By Harry Awurumibe, Editor, Abuja Bureau
Nigerians appear to be in for a rough ride as the fuel price increase occasioned by subsidy removal appear unabating just as the Presidency has summoned the Group Chief Executive Officer of Nigerian National Petroleum Company Limited (NNPCL), Mele Kyari to Aso Rock Villa, Abuja on Tuesday where he met with Vice President Kashim Shettima.
PROMPT NEWS reports that on Tuesday morning, Abuja residents woke up to a further price adjustment as the NNPC mega stations adjusted Premium Motor Spirit (PMS) pump price from N540 per litre to N617 per litre.
But speaking after a visit to the Vice President in Abuja, the NNPCL boss said price of products are currently being determined by market forces.

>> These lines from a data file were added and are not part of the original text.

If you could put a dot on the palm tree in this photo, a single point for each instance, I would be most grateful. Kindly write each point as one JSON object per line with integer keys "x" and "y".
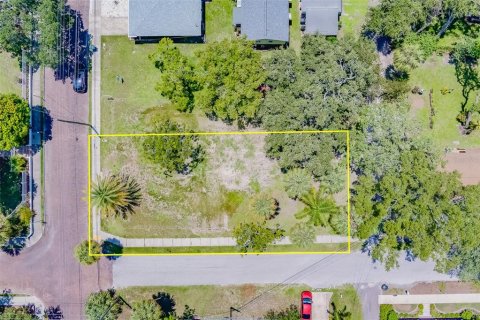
{"x": 319, "y": 207}
{"x": 339, "y": 314}
{"x": 116, "y": 195}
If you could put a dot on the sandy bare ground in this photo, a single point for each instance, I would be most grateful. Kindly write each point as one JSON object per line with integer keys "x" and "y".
{"x": 468, "y": 164}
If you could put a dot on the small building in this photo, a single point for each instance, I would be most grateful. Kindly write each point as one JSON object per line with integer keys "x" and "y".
{"x": 267, "y": 22}
{"x": 180, "y": 20}
{"x": 320, "y": 16}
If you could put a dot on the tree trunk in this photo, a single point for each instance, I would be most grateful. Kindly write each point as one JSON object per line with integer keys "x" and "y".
{"x": 447, "y": 24}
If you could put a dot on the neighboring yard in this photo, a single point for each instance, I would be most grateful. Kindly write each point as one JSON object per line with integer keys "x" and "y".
{"x": 437, "y": 73}
{"x": 353, "y": 17}
{"x": 9, "y": 74}
{"x": 217, "y": 300}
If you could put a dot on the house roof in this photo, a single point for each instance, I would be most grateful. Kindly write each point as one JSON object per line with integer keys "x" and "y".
{"x": 264, "y": 19}
{"x": 322, "y": 16}
{"x": 165, "y": 18}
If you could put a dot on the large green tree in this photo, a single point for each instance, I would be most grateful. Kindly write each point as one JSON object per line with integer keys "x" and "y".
{"x": 49, "y": 33}
{"x": 416, "y": 209}
{"x": 319, "y": 207}
{"x": 18, "y": 27}
{"x": 466, "y": 57}
{"x": 230, "y": 74}
{"x": 325, "y": 87}
{"x": 14, "y": 121}
{"x": 398, "y": 18}
{"x": 383, "y": 133}
{"x": 174, "y": 151}
{"x": 177, "y": 80}
{"x": 256, "y": 237}
{"x": 103, "y": 305}
{"x": 116, "y": 195}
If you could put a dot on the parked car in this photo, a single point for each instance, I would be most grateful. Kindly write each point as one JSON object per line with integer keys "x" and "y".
{"x": 80, "y": 80}
{"x": 306, "y": 306}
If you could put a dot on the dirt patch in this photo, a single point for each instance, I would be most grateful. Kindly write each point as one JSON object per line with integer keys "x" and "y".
{"x": 466, "y": 163}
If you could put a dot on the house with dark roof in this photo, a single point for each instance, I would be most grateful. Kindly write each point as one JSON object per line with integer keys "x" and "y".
{"x": 266, "y": 22}
{"x": 181, "y": 20}
{"x": 320, "y": 16}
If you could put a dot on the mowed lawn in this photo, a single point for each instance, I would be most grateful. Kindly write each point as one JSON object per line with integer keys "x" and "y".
{"x": 438, "y": 74}
{"x": 353, "y": 16}
{"x": 9, "y": 74}
{"x": 216, "y": 301}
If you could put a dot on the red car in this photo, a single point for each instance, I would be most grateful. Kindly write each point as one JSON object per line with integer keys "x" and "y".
{"x": 306, "y": 305}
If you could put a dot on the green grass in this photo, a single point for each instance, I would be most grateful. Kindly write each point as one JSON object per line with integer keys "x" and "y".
{"x": 9, "y": 74}
{"x": 455, "y": 307}
{"x": 347, "y": 296}
{"x": 217, "y": 300}
{"x": 353, "y": 16}
{"x": 318, "y": 247}
{"x": 10, "y": 190}
{"x": 295, "y": 33}
{"x": 219, "y": 19}
{"x": 436, "y": 74}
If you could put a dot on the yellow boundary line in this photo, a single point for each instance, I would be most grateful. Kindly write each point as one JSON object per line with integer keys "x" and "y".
{"x": 90, "y": 236}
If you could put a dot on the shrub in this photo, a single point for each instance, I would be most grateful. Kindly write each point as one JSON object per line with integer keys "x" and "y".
{"x": 25, "y": 215}
{"x": 18, "y": 163}
{"x": 302, "y": 234}
{"x": 83, "y": 255}
{"x": 297, "y": 182}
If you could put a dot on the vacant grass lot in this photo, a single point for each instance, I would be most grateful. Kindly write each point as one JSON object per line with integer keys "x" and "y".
{"x": 9, "y": 74}
{"x": 437, "y": 74}
{"x": 210, "y": 201}
{"x": 353, "y": 17}
{"x": 10, "y": 189}
{"x": 217, "y": 300}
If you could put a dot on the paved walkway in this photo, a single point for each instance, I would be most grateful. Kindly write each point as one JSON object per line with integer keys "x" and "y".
{"x": 429, "y": 298}
{"x": 321, "y": 303}
{"x": 199, "y": 242}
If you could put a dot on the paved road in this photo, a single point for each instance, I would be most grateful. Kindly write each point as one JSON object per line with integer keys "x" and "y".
{"x": 48, "y": 270}
{"x": 315, "y": 270}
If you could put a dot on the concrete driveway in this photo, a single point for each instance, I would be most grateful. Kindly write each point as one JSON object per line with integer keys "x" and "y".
{"x": 48, "y": 270}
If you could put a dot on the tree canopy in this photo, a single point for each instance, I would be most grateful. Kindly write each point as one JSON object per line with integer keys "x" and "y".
{"x": 103, "y": 305}
{"x": 417, "y": 209}
{"x": 256, "y": 237}
{"x": 230, "y": 74}
{"x": 14, "y": 121}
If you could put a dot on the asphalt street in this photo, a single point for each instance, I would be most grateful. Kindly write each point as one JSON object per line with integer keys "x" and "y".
{"x": 48, "y": 269}
{"x": 318, "y": 271}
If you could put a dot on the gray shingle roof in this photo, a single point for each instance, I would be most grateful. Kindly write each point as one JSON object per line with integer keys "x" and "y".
{"x": 322, "y": 16}
{"x": 165, "y": 18}
{"x": 264, "y": 19}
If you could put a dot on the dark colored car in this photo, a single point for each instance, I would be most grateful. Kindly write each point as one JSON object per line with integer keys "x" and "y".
{"x": 80, "y": 80}
{"x": 306, "y": 305}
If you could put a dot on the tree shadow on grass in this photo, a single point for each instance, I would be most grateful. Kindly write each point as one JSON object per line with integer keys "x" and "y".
{"x": 112, "y": 246}
{"x": 166, "y": 302}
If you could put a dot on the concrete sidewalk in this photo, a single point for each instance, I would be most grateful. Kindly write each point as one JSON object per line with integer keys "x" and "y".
{"x": 200, "y": 242}
{"x": 429, "y": 298}
{"x": 18, "y": 301}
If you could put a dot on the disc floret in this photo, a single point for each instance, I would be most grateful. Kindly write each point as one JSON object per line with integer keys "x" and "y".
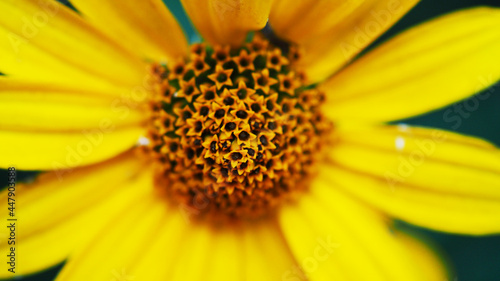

Kyari, who could not give concrete reasons for the increase, maintained that the NNPC has thirty-two day supply and that the market is regulating itself.
Said he: “No. There is no supply issue completely. When you go to the market, you buy the product; you come to the market you sell it the prevailing market prices. Nothing to do with supply. We don’t have supply issues. There is robust supply. We have over 32 days of supply in the country”
Asked what assurances he is giving to Nigerians in addressing the situation, Kyari said: “Yes, what I know is that the market forces will regulate the market. Prices will go down sometimes; sometimes it will go up. But there will be stability of supply and I’m also assuring Nigerians that this is the best way to go forward so that we can adjust prices when market forces come to play”.
Speaking further he said: “I don’t have the details this moment, but I know that our marketing wing acts just like every other company in this business. I know that a number of companies have imported petroleum products today. So, many of them are on line. I’m sure my colleague would confirm this. Market forces have started to play; people have started having confidence in the market. Private sector people are importing products, but there is no way they can recover their cost if they cannot take market reflective cost.”
Also speaking after the closed doors meeting with the Vice President, the Chief Executive Officer of the Nigerian Midstream and Downstream Petroleum Regulatory Authority (NMDPRA), Mallam Farouk Ahmed, said crude price equally drives product price”.
On what does this mean to average Nigerian after the NNPCL GMD just mentioned that market forces are in play concerning the pump price increases, Ahmed said NMDPRA had earlier said that it will not be setting prices of PMS.
Said he: “As a regulator, I told you back in May that we are not going to be setting price. The market will determine itself and as you saw back in early June when prices came out, it was based on the cost of importation plus other logistics of distribution and of course the profit margin by the importer.
“This market is deregulated; it is open to all participants. As I mentioned also yesterday when I was in Lagos, we have about 56 marketing companies that applied and obtained licenses to import. Out of those, 10 of them have indicated to supply within the third quarter, which is July, August, September.
“Already, we received some cargoes from these markers: Prudent Energy, AYM Shafa and Emadeb. Emadeb Cargo is arriving tomorrow. So, this is just an encouragement to see that the market is liberated and everyone is free to import so long as you are working within the framework, especially in terms of quality.
“But to pricing, as a regulator, we are not going to put a cap on the price because we are not part of those importing. We are not a marketing company; we are just a regulator”.
Speaking further he said: “So, when you say market forces are working, basically, what it is that you buy; you consider the price of crude going up. A couple of weeks ago, the price of crude was hovering around $70/barrel. Now it’s hovering around $80/barrel. So, the crude price also drives the product price. You know, because the importers are importing, they are basing it on the cost of importation plus the freight and other cost elements in terms of local distribution”.